その狙いを井手上さんはこう話す。社会にアートを届けるとき、企画者が当事者意識を持って、社会とのかかわりを考え、「どのようなメッセージを子どもに届け、アートを通じてどう変わってほしいか」を練ることが重要だ。

座学だけでなく、現場を運営することで初めて学べることも多い。そのため、少人数制で、参加者のバックグラウンドや経験値を踏まえて、一緒に企画し、実行する講座が開かれた。

参加者で会社員の三宅章太さん(27)は「学生時代に音楽活動をしていたことから、芸術に関わる仕事をしたいと考えていたが、子どもの芸術活動を実践的に学べる機会はあまりなかった。重本さんや井手上さんが子どもと接する様子から、子どもへの問いかけの仕方や発想の促し方など、ワークショップが円滑に進むように支援する方法を学べた」と話した。
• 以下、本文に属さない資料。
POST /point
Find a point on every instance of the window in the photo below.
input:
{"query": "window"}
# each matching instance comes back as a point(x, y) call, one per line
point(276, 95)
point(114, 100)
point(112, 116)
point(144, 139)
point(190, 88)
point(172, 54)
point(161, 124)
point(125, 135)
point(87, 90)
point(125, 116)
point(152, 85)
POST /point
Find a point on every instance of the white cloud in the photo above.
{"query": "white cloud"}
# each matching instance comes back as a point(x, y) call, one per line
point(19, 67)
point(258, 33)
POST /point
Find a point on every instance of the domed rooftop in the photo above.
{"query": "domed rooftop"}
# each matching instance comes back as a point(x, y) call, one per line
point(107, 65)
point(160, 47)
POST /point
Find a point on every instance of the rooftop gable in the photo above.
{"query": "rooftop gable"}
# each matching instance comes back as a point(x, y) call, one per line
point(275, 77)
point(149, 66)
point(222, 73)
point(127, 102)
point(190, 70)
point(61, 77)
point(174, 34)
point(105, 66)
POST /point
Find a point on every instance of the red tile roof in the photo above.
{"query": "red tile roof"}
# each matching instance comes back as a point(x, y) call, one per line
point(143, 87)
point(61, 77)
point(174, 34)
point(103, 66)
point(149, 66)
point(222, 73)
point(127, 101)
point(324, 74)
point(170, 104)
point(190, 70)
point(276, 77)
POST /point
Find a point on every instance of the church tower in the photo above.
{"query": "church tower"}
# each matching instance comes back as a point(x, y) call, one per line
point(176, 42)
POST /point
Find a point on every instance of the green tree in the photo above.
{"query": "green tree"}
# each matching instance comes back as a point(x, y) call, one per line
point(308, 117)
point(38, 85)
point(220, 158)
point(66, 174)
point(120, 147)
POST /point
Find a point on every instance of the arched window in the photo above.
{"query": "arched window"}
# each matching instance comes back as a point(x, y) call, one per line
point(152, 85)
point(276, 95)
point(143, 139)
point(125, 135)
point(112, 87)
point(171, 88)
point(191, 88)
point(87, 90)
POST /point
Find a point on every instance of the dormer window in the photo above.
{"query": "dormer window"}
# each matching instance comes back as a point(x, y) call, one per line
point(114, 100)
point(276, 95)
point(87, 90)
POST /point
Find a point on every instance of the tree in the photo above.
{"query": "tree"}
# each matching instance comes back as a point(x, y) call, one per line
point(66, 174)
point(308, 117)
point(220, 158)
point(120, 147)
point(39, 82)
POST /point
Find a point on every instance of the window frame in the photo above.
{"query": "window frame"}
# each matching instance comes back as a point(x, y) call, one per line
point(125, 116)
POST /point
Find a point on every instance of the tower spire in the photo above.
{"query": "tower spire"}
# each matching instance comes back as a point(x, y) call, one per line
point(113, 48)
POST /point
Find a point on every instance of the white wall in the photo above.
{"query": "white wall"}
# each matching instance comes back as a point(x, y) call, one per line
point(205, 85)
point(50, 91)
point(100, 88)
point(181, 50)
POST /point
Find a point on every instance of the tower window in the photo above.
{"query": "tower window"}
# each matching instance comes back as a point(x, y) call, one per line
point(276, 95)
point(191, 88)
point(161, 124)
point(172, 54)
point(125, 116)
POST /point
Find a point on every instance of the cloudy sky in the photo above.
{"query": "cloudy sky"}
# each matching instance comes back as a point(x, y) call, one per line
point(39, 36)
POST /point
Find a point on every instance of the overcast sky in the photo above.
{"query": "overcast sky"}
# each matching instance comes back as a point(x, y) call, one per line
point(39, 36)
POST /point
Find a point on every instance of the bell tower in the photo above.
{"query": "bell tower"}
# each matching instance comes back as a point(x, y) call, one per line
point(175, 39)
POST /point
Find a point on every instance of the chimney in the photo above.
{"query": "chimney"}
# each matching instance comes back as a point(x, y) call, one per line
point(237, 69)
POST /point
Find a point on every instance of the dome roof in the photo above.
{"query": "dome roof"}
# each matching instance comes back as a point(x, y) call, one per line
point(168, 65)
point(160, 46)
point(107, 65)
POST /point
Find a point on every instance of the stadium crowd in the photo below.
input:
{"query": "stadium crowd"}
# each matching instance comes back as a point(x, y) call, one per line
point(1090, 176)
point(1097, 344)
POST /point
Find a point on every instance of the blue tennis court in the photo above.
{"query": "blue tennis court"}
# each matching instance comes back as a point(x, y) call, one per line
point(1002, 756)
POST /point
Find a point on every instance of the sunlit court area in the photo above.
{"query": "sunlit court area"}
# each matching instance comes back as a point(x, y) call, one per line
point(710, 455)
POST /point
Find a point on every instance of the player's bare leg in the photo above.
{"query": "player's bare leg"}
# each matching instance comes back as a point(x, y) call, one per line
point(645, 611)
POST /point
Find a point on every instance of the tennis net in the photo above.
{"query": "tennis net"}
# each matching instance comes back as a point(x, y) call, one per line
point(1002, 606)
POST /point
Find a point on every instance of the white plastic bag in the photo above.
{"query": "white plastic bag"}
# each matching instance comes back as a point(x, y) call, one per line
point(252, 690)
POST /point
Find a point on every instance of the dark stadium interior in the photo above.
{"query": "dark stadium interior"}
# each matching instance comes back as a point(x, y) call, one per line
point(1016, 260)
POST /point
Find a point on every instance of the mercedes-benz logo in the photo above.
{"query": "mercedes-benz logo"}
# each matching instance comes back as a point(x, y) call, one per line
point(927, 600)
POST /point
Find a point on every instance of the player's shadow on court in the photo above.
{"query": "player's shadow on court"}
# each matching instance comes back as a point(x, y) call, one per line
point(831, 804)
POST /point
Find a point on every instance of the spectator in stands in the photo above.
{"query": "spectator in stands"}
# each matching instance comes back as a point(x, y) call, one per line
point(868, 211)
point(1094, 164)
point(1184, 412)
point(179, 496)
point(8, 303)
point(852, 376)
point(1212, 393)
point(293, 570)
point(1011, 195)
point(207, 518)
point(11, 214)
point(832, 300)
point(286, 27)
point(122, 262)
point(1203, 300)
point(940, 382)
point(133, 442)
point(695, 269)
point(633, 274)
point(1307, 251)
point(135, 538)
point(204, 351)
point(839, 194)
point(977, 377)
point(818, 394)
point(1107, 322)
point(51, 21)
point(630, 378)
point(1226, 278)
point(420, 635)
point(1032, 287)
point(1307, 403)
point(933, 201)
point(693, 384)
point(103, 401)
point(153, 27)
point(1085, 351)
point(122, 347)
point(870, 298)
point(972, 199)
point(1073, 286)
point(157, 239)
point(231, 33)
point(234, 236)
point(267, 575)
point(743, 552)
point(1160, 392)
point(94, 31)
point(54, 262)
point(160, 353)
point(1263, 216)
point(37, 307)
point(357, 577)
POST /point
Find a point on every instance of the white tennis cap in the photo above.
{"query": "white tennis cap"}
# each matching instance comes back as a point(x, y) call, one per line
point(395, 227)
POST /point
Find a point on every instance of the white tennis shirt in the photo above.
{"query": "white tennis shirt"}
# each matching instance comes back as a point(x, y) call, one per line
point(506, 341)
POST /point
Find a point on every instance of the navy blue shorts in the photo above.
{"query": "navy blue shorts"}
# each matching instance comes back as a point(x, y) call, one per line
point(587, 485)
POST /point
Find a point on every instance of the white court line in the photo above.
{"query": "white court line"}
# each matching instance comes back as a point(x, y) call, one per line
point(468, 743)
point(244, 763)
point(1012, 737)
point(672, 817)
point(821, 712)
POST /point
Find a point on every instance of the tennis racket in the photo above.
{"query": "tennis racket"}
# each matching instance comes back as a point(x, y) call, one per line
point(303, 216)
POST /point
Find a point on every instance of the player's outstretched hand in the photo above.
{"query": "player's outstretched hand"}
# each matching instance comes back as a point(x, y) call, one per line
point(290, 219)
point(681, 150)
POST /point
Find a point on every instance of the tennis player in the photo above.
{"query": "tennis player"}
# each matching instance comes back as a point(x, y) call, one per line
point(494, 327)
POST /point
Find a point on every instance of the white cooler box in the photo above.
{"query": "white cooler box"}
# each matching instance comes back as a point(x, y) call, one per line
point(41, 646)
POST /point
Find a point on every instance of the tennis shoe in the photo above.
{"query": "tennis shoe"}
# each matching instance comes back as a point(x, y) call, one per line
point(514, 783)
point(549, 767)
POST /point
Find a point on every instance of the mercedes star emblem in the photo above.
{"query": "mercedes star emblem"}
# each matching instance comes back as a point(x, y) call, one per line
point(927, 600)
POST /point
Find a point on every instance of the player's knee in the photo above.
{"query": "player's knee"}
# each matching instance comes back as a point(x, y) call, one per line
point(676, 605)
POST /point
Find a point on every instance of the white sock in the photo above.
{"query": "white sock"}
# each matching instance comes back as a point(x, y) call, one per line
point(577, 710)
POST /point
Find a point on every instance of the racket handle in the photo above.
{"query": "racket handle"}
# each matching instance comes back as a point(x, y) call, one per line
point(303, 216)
井手上さんは「アートマネジメントの現場に答えはなく、ワークショップ運営を通して、参加者に『正しいやり方はない。目の前の子どもやアートに対して、自分がどうアプローチしていけるか』を学んでもらったことが一番の成果だと思う」と話した。

現在の日本の文化環境で、アートマネジメントの「プロフェッショナル」を目指すことは難しい。井手上さんは「主婦や学生、他の仕事に携わる社会人が、アートに関心を持ち、身近な子どもや地域に対して、芸術表現活動を展開していけるようになれば」と語った。(オルタナS関西支局特派員=服部英美)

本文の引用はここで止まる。